|The eyes have it||Nov. 26, 2006|
|Provided by: Sun Media|
|Written by: MARILYN LINTON|
|Be vigilant ladies: More women than men develop macular degeneration|
When Serina Fellowes (not her real name) was a teen, she amazed girlfriends by how easily she could put on lipstick without using a mirror. Today, at age 60, the talent has not been wasted because, sadly, Fellowes has lost her central vision and can't see her lips when she looks straight on into a mirror.
Her condition is called age-related macular degeneration (AMD), and it means that she and the approximately two million Canadians who are living with the disease have lost the ability to see what's right in front of their very eyes.
AMD attacks the macula, a small spot in the centre of the eye's retina and eventually leads to blind spots in the central vision field. I remember interviewing a man who said the worst part of the disease was that it meant he couldn't see the faces of his grandchildren.
Comedienne Mary Walsh has often shared her personal experience with AMD. In a CNIB video, she said that during her lifetime she had worried about an enormous number of diseases, yet going blind had never occurred to her.
When you think about it, everything from reading a book to watching TV to putting toothpaste on a toothbrush depends on using our central vision.
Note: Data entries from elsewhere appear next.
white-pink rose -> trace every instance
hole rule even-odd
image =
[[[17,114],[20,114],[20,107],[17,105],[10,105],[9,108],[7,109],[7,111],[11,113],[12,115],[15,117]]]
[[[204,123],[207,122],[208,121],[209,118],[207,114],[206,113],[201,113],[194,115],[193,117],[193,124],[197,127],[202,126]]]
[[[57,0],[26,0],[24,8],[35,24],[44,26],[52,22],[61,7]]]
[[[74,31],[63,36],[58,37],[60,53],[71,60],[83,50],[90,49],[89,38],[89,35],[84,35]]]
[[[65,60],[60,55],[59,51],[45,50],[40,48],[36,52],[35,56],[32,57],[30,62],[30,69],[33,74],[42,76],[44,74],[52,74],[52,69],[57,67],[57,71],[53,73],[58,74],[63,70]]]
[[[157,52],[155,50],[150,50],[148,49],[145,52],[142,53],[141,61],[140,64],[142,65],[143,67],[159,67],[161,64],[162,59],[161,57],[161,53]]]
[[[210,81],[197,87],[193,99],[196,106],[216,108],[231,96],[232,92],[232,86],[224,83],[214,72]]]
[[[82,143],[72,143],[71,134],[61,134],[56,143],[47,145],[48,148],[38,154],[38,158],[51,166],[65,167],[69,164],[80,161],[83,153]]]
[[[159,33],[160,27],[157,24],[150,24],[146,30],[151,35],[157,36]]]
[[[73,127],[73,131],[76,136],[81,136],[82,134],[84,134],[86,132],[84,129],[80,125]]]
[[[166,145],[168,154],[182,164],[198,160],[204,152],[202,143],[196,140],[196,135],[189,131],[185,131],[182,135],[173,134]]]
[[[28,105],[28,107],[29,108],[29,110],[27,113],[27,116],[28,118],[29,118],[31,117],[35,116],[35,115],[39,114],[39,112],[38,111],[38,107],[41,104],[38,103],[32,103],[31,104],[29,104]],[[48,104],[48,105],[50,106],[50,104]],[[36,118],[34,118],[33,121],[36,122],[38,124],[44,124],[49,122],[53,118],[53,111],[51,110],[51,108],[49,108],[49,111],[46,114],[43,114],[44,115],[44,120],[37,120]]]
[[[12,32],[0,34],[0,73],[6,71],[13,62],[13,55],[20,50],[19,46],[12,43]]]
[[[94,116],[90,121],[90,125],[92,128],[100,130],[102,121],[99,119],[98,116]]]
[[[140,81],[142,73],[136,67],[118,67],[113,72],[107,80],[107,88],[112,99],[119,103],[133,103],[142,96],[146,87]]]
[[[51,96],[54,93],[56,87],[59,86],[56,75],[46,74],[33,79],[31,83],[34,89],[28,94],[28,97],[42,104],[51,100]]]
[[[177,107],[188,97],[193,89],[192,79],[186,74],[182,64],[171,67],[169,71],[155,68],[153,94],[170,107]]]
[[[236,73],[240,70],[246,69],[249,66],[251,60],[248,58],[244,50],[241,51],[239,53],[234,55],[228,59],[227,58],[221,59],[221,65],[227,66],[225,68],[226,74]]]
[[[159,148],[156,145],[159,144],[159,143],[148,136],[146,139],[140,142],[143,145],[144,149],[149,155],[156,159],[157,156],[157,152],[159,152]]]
Without it, we can't drive, tell time or recognize faces. Our world can easily collapse.
The condition is complicated in that there are two types -- wet, and a less severe dry form. AMD is essentially a microcirculatory disease: In the wet variety, for instance, abnormal blood vessels grow beneath the retina and eventually leak and bleed. Scary as this may sound, the process is painless -- which is why AMD is often not picked up until an advanced stage.
Anyone who has regular eye check-ups can be certain that the condition will be caught during an exam. Symptoms can include blurred vision, but those with AMD often say they didn't realize they had a problem until their second eye became involved.
We apparently are not aware of how we compensate for a weaker eye by using the stronger one more.
But there are other signs worth learning about. In its early stages, for instance, AMD presents itself as straight lines that look crooked. That means that door frames and ladders can appear wobbly. It may be difficult to distinguish colours, experts also say. (Check out amdcanada.com for at-home tests such as the Amsler Grid which you can print out to determine if you're at risk for AMD.)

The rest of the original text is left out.